The book delves into a Summers family reunion where we find the heart of the issue. We see that Scott and his family, including Wolverine, are all living on the blue area of the moon at the Summer House, which is a Krakoan biome. We get fun banter between Wolverine and long-lost Summers brother, Vulcan over the philosophical difference in meat rarity. We get a teenage Cable asking permission to trade guns with his new friend; (Jean quips, “Set the table first, dear). We also get a time displaced Rachel Summers who kind of looks like she is just done with everyone, which is very reminiscent of an older sister. And we even see estranged Starjammer father, Corsair even connect with his family by trying to bond with Cyclops over Krakoan dish washing. It is slow; it is whacky; it is fun; it is heartwarming. Hickman is at his best when he grounds his characters in the everyday mundane but there is real heart to it. We get a greater love and respect for the characters when they are allowed to relax and be happy.

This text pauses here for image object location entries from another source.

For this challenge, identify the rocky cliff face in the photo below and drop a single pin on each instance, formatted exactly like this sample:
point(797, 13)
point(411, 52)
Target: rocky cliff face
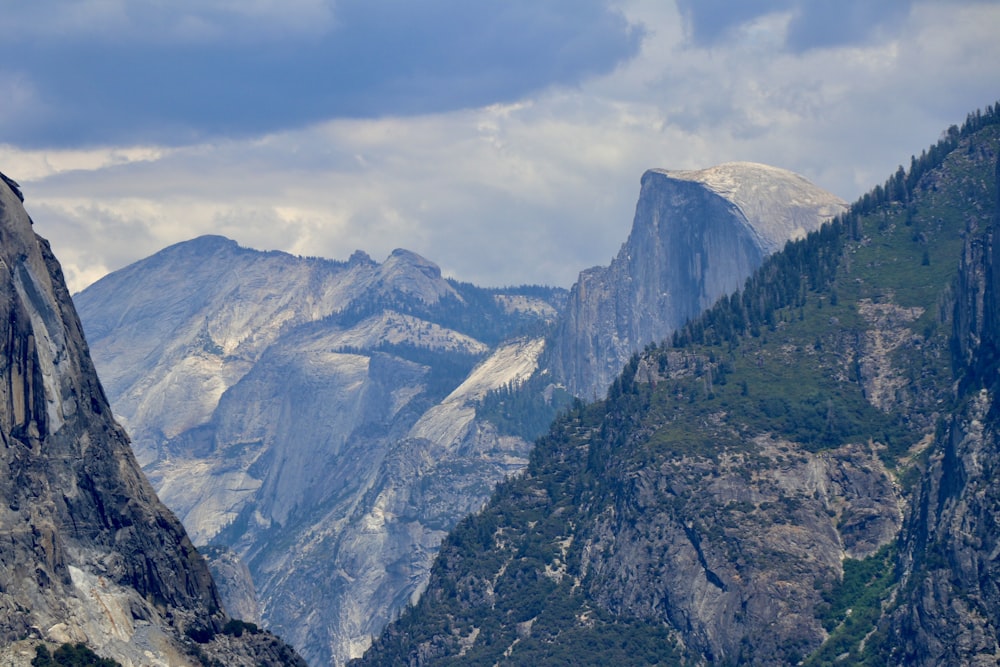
point(739, 495)
point(316, 417)
point(90, 555)
point(697, 235)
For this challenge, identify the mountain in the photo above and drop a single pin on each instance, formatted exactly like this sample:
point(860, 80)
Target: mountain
point(802, 475)
point(314, 419)
point(951, 607)
point(696, 236)
point(90, 554)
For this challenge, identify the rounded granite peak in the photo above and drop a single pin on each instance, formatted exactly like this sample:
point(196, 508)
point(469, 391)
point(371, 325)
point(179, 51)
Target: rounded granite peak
point(778, 204)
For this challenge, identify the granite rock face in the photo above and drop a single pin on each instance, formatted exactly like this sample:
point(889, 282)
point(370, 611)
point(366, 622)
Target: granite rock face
point(697, 235)
point(950, 605)
point(315, 417)
point(90, 555)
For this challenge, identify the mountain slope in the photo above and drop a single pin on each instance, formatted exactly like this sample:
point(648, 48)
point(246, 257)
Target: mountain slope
point(315, 417)
point(696, 236)
point(90, 554)
point(737, 498)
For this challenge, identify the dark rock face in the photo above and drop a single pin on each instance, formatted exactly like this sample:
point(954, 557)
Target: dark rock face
point(950, 611)
point(90, 554)
point(696, 236)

We see that Cyclops continues to fight the good fight and will never stop because of his focus and vision (which is masterfully symbolized when Xavier first gives him the glasses at the beginning of the issue). For those that have followed Cyclops’ ups and downs over the years, we know it has never been easy, and now in Hickman’s world we see a focused and determined Scott Summers who continues to help his people not by being worried about the threats of tomorrow but instead, as he says in this issue, by focusing on the things that make him want to live today, with his family being that main focal drive. This is magical storytelling because we see a fully realized character who is on full display in a new world and who is looking forward to the future like so many are looking forward to with this new era of X-Men.
Overall, this is a fantastic start for the X-Men after Hickman’s establishment of the new status quo. The art is stunning, the writing is top class, and we get a powerful story of vision, clarity, and hope under the guise of a Summers family barbecue. It is some exciting stuff.